Some of Eneyo’s accomplishments include:
- One of three faculty members hired 30 years ago to develop the engineering program at SIUE
- Faculty advisor for the SIUE student chapter of the National Society of Black Engineers (NSBE) since 1989
- Improved the student enrollment of a struggling industrial engineering program from its lowest number of 14 in August 1999 to 45 in August 2000, during his first year as program director
- Hired and mentored a tenure-track faculty for the manufacturing engineering program and three adjunct faculty members
- Supervised two internal SIUE program reviews of industrial and manufacturing engineering programs in fiscal years 2000 and 2005.

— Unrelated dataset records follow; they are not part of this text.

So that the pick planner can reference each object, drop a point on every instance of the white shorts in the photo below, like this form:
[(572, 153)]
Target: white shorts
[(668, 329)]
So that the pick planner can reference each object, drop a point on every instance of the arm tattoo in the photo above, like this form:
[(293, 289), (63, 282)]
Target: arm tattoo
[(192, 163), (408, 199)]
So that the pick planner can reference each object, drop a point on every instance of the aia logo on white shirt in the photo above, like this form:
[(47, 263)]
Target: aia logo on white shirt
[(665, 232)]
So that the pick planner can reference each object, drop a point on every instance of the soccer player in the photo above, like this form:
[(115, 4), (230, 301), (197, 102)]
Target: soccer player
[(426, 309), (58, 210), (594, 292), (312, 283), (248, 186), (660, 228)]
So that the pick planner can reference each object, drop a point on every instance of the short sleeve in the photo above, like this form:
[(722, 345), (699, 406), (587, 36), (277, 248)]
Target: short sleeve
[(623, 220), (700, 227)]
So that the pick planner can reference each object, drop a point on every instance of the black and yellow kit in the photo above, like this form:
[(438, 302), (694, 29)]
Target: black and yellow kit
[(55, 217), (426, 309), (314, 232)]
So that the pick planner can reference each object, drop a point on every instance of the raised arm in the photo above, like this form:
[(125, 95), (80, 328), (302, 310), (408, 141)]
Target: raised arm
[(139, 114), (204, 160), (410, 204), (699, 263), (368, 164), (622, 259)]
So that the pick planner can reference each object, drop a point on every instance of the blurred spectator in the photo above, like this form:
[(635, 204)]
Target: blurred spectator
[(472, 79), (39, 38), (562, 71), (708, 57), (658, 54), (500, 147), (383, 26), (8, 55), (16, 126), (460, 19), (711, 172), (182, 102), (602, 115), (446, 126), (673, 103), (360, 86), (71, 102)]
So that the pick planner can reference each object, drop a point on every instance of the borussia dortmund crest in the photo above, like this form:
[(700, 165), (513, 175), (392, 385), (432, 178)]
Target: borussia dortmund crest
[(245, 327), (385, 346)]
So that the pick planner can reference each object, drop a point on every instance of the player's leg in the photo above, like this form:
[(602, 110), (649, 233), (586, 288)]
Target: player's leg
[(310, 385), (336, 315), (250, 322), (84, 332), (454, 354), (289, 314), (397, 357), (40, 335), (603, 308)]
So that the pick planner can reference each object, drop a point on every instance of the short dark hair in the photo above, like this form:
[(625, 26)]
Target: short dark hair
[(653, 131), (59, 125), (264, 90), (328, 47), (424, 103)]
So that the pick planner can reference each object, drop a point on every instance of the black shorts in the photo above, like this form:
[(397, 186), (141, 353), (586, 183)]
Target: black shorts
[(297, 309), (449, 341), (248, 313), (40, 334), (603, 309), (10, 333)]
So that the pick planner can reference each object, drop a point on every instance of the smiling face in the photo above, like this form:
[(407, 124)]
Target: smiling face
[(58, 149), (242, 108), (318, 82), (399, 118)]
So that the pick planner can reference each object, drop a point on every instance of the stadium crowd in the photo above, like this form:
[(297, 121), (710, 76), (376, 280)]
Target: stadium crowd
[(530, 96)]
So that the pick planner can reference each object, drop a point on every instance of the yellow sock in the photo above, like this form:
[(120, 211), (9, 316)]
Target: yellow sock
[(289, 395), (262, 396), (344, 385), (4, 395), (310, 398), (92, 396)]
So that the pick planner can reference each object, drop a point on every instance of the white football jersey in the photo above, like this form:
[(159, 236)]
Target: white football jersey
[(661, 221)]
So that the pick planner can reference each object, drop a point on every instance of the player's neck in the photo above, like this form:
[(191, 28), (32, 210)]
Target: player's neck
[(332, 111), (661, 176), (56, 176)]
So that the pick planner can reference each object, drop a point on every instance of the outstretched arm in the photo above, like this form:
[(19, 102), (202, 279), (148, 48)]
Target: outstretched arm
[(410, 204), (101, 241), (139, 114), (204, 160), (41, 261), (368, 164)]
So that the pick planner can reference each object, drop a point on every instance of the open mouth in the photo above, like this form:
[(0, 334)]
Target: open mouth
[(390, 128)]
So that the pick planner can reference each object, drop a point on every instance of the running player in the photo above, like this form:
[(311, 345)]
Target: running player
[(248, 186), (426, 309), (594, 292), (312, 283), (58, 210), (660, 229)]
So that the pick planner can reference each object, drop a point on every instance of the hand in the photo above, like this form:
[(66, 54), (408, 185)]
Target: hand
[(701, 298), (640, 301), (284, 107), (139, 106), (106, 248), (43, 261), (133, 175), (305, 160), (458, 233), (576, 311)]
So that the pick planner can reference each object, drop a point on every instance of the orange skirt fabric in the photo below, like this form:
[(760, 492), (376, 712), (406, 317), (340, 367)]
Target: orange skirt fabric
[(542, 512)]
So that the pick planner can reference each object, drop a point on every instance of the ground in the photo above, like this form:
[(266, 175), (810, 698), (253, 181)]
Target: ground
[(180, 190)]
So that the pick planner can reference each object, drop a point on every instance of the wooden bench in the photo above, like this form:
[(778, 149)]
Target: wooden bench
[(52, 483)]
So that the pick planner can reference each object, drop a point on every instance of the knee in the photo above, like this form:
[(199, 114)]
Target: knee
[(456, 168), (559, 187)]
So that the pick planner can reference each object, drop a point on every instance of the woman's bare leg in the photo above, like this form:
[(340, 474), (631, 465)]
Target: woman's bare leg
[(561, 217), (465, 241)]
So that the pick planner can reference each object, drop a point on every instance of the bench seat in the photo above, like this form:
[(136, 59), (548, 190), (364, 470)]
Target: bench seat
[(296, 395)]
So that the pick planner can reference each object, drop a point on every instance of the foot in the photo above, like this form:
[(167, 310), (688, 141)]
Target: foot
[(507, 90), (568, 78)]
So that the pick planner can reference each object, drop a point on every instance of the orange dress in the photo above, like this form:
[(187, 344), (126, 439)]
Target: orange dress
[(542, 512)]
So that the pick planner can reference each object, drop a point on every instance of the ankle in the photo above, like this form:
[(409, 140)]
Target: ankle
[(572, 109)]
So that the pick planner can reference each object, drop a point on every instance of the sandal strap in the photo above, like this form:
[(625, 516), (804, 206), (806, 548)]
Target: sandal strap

- Instrumental in the establishment of a formal Faculty Search Policy for the School of Engineering, which was approved in 2013
- Named Outstanding Faculty in the SIUE Department of Industrial Engineering in 2013
- Winner of NSBE’s 2016 Golden Torch Award for Lifetime Achievement in Academia
“I’ve been at SIUE for a long time,” reflected Eneyo. “I have been a faculty senator. I have also served on various University level committees, including Calendar Conversion/Implementation, BRIDGE, General Education and the provost’s Promising Recruitment Initiatives Mark Excellence (PRIME) committee, which dealt with targeted recruitment for faculty. There has been a lot of changes, but we still have a long way to go.”
Eneyo’s interest in diversity and inclusion also extends to the SIUE East St. Louis Center, where he has worked with students from the SIUE East St. Louis Charter High School and Upward Bound Programs.
“I would love to see more students from the SIUE East St. Louis Center programs admitted to SIUE’s School of Engineering,” he offered, “but if we want to increase the number of black students in our school, we have to offer scholarship money for them.”
“As a black faculty person, I’m concerned about leaving here without more ways and means for black students to excel across campus. But what gives me hope now, is the existence of the newly formed SIUE Black Faculty and Staff Association (BFSA),” said Eneyo, a BFSA founding member and the organization’s second vice president for faculty.
The group has been a long time in coming, according to Eneyo, who said the idea of BFSA was conceived more than 20 years ago.
Eneyo punctuates the end of his interview with the following quote from Dr. Martin Luther King Jr.
“Forces that threaten to negate life must be challenged by courage, which is the power of life to affirm itself in spite of life’s ambiguities. This requires the exercise of a creative will that enables us to hew out a stone of hope from a mountain of despair.”
Photo: Emmanuel Eneyo, PhD, professor in the Department of Mechanical and Industrial Engineering.